Title: Hydroxyurea Dose Escalation for Sickle Cell Anemia in Sub-Saharan Africa
Author: Chandy C. John, M.D.,, Robert O. Opoka, M.Med.,, Teresa S. Latham, M.A.,, Heather A. Hume, M.D.,, Catherine Nabaggala, M.B., B.S.,, Phillip Kasirye, M.Med.,, Christopher M. Ndugwa, M.Med.,, Adam Lane, Ph.D.,, and Russell E. Ware, M.D., Ph.D.
Hydroxyurea has proven safety, feasibility, and efficacy in children with sickle cell anemia in sub-Saharan Africa, with studies showing a reduced incidence of vaso-occlusive events and reduced mortality. Dosing standards remain undetermined, however, and whether escalation to the maximum tolerated dose confers clinical benefits that outweigh treatment-related toxic effects is unknown.
In a randomized, double-blind trial, we compared hydroxyurea at a fixed dose (approximately 20 mg per kilogram of body weight per day) with dose escalation (approximately 30 mg per kilogram per day). The primary outcome was a hemoglobin level of 9.0 g or more per deciliter or a fetal hemoglobin level of 20% or more after 24 months. Secondary outcomes included the incidences of malaria, vaso-occlusive crises, and serious adverse events.

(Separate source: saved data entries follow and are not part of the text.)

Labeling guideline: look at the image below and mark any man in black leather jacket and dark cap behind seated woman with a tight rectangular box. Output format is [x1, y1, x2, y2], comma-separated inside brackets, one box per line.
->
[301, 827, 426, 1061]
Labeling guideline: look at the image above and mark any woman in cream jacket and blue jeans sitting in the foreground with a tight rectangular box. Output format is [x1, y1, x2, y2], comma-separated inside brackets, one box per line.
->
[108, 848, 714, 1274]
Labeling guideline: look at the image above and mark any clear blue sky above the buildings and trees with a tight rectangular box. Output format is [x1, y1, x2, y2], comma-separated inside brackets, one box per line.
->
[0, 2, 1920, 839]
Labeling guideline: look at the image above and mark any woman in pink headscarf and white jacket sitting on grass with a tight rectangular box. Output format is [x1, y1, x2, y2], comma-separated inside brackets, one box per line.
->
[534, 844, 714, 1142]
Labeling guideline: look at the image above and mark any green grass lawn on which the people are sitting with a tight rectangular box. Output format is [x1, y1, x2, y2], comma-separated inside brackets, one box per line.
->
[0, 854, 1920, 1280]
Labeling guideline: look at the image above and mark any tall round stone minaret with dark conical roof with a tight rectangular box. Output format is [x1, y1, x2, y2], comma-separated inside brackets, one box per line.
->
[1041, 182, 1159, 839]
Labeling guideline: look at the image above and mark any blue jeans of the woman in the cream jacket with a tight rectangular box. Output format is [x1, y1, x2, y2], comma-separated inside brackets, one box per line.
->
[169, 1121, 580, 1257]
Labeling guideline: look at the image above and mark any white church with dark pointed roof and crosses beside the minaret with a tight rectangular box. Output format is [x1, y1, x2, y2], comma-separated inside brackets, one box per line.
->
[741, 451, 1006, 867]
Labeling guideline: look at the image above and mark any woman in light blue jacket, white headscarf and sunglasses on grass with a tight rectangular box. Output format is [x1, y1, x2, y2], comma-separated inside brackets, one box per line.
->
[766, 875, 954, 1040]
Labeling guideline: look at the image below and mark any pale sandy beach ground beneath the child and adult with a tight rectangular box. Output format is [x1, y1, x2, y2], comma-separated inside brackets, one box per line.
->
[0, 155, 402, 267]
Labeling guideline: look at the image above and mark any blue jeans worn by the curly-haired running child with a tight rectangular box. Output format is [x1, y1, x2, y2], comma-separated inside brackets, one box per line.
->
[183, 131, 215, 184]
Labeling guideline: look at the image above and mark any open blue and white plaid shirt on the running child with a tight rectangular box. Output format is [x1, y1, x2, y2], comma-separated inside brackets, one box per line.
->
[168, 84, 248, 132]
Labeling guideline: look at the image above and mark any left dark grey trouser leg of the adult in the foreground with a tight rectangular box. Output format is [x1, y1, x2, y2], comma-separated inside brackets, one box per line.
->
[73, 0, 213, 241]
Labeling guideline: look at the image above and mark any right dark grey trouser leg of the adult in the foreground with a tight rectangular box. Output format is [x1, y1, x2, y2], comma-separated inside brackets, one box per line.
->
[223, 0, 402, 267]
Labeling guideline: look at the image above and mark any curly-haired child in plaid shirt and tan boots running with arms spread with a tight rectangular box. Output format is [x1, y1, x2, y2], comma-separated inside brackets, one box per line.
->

Children received hydroxyurea at a fixed dose (94 children; mean [±SD] age, 4.6±1.0 years) or with dose escalation (93 children; mean age, 4.8±0.9 years); the mean doses were 19.2±1.8 mg per kilogram per day and 29.5±3.6 mg per kilogram per day, respectively. The data and safety monitoring board halted the trial when the numbers of clinical events were significantly lower among children receiving escalated dosing than among those receiving a fixed dose. At trial closure, 86% of the children in the dose-escalation group had reached the primary-outcome thresholds, as compared with 37% of the children in the fixed-dose group (P<0.001). Children in the dose-escalation group had fewer sickle cell–related adverse events (incidence rate ratio, 0.43; 95% confidence interval [CI], 0.34 to 0.54), vaso-occlusive pain crises (incidence rate ratio, 0.43; 95% CI, 0.34 to 0.56), cases of acute chest syndrome or pneumonia (incidence rate ratio, 0.27; 95% CI, 0.11 to 0.56), transfusions (incidence rate ratio, 0.30; 95% CI, 0.20 to 0.43), and hospitalizations (incidence rate ratio, 0.21; 95% CI, 0.13 to 0.34). Laboratory-confirmed dose-limiting toxic effects were similar in the two groups, and there were no cases of severe neutropenia or thrombocytopenia.
Among children with sickle cell anemia in sub-Saharan Africa, hydroxyurea with dose escalation had superior clinical efficacy to that of fixed-dose hydroxyurea, with equivalent safety.